Craeg Williams - who says his company TPS Credit Control is the country's biggest unpaid rent collector - says a little-noticed 2014 law change allows courts to issue attachment orders requiring employers to pay an employee's unpaid rent out of their wages without holding a hearing.
Similar orders can be issued requiring Work and Income to pay a beneficiary's unpaid rent out of their benefit, but Mr Williams said the hardest group to get money out of was the self-employed.
"As a landlord, I would always veer away from dealing with a self-employed business person in almost any circumstances, because if they decide I'm not going to pay the amount, you're never going to see the money again," he said.
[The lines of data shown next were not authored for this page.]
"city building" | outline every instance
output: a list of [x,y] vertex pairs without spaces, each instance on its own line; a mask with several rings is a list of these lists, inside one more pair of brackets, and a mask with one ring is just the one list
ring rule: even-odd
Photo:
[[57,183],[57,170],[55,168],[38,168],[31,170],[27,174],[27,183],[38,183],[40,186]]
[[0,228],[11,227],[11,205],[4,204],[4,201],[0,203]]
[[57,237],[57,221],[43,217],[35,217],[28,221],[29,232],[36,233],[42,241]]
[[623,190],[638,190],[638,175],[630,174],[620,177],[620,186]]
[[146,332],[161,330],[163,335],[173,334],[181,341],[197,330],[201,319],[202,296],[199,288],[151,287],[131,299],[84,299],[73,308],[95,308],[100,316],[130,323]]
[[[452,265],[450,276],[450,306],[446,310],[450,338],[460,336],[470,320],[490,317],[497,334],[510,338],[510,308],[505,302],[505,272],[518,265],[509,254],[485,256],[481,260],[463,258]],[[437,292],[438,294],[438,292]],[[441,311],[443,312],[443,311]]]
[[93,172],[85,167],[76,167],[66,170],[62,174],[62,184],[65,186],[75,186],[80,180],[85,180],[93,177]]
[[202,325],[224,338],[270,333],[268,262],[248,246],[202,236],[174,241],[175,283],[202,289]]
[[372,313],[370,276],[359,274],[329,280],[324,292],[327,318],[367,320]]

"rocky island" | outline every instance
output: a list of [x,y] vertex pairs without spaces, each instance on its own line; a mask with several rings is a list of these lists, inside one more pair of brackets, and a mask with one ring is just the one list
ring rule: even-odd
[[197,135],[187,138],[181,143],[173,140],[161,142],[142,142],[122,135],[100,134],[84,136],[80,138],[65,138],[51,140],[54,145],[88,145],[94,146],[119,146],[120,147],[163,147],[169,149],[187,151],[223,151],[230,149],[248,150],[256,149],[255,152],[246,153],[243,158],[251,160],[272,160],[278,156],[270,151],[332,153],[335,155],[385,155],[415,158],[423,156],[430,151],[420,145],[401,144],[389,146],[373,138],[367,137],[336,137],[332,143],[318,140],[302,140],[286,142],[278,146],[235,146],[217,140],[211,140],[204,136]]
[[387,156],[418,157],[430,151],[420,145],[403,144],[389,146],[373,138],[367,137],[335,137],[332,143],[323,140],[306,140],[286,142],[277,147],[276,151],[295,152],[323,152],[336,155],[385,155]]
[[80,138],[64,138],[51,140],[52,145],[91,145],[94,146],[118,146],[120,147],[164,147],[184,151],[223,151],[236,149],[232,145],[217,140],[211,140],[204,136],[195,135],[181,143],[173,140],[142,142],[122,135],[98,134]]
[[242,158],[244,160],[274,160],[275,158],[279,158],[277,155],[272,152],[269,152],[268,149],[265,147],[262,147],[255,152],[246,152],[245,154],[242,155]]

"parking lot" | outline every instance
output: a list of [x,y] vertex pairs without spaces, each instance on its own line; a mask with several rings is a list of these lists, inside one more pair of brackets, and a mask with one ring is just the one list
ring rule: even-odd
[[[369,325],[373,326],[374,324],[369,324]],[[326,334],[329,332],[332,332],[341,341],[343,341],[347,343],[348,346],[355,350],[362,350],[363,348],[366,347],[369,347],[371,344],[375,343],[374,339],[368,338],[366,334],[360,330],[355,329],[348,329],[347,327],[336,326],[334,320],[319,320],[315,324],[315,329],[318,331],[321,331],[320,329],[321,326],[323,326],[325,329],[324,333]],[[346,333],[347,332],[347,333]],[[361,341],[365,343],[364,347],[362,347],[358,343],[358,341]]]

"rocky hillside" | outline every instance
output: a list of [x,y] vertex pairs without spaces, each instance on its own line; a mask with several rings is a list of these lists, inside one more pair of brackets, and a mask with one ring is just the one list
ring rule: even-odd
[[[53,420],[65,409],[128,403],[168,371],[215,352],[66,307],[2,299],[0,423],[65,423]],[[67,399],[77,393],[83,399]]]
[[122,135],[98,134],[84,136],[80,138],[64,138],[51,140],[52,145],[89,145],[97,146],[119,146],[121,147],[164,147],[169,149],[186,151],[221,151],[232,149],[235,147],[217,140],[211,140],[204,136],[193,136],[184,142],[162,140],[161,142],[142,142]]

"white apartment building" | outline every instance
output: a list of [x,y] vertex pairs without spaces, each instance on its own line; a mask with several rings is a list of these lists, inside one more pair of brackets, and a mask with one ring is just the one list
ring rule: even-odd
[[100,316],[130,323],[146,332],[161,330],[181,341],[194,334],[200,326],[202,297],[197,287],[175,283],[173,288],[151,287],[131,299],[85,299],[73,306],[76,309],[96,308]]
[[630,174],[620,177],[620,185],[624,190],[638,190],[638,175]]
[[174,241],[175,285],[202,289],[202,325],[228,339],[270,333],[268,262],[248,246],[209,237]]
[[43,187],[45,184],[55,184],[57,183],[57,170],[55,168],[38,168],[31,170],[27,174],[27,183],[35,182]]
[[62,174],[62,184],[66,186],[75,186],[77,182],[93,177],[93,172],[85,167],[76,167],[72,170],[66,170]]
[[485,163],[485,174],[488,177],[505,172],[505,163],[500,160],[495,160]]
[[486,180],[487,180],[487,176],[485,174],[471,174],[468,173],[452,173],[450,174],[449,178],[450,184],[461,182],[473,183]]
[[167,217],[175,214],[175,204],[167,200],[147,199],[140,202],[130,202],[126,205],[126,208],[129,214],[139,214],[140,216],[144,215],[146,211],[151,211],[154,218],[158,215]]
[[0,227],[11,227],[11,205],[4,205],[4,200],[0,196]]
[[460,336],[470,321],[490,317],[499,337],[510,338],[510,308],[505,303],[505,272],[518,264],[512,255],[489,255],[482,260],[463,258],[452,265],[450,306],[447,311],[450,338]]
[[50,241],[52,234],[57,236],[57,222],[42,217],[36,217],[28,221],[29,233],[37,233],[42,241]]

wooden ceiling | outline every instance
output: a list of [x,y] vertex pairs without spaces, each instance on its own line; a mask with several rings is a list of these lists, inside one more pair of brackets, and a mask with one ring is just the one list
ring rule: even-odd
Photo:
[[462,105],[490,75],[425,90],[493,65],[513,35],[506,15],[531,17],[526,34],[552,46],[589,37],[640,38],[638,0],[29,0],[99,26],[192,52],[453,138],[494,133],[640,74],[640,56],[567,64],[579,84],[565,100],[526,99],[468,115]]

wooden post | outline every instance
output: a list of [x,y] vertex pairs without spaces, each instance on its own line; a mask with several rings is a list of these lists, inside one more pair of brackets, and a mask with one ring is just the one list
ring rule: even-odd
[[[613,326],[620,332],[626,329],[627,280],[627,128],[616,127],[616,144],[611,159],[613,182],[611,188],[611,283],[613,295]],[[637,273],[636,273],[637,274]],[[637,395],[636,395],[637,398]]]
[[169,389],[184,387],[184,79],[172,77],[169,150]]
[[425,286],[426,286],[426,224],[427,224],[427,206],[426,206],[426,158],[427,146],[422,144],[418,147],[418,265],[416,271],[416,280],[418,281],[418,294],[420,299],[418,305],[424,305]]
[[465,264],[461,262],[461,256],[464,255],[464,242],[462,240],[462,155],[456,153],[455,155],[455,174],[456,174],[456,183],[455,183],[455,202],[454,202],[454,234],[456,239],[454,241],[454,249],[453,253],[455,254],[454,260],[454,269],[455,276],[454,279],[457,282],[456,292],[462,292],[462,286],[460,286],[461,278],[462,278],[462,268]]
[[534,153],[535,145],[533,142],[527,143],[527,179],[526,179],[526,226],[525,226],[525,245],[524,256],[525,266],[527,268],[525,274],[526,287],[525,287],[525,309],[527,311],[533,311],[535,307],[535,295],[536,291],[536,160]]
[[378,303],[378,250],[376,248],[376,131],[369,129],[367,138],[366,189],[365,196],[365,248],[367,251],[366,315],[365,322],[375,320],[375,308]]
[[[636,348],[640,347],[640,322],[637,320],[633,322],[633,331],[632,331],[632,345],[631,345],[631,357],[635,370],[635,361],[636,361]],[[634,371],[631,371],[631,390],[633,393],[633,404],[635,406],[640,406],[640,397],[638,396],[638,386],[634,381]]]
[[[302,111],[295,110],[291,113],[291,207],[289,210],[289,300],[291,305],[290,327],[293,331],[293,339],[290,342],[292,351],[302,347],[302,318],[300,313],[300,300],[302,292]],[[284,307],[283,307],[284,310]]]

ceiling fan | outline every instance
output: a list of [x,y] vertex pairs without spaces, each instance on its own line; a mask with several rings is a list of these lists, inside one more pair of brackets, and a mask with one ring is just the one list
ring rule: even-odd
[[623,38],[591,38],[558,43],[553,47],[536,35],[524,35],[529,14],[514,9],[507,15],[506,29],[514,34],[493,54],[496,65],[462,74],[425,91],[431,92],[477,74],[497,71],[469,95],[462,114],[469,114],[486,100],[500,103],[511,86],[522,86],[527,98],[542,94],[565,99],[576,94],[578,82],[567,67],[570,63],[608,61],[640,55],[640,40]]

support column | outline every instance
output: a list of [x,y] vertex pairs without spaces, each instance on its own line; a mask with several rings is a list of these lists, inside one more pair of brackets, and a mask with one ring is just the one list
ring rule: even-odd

The Auckland Property Investors Association has figures showing that unpaid rent was the issue in 28,725 of the 34,504 applications to the Tenancy Tribunal by landlords last year.
Tenants applied to the tribunal in only 3701 cases.
Mr Williams said the average amount of unpaid rent by tenants was $2000, but many owed more than that.
"One woman we're chasing has 20 tenancy debts. Another owns a car yard in Central Auckland and owes $10,000 in rent. He simply laughs and hangs up on us when we ring," he said.
The 2014 law requires courts to serve a copy of an application for an attachment order for unpaid rent on the tenant.
But it says the court "may make the attachment order even though the other party has not had the opportunity to make representations to the court about the application".
"Prior to 2014 you had to have personal service by a bailiff and a hearing in the District Court where the registrar would look at the person's means," Mr Williams said.
"The problem with that was that most people didn't bother to show up to the hearing, and that would result in an arrest warrant being issued that went nowhere.
"So now you don't have to have a hearing, you can get straight to the attachment order. That's faster, easier and cheaper."
But he said it was much harder to get unpaid rent from a self-employed person who simply refused to pay.
"The system is unfortunately toothless when it comes to self-employed people," he said.
He said landlords could force a self-employed tenant into bankruptcy, but that would cost $2000 to $3000 to recover a debt that might not be much more than that.
His own solution as a landlord was to require a self-employed tenant to get an employed guarantor.
"That is going to be reasonably insulting to some people," he said.
Auckland Tenants Protection Association manager Angela Maynard said she was concerned at the invasion of a tenant's privacy when an attachment order was served on their employer.
"It's another way of the landlord having control over the tenant."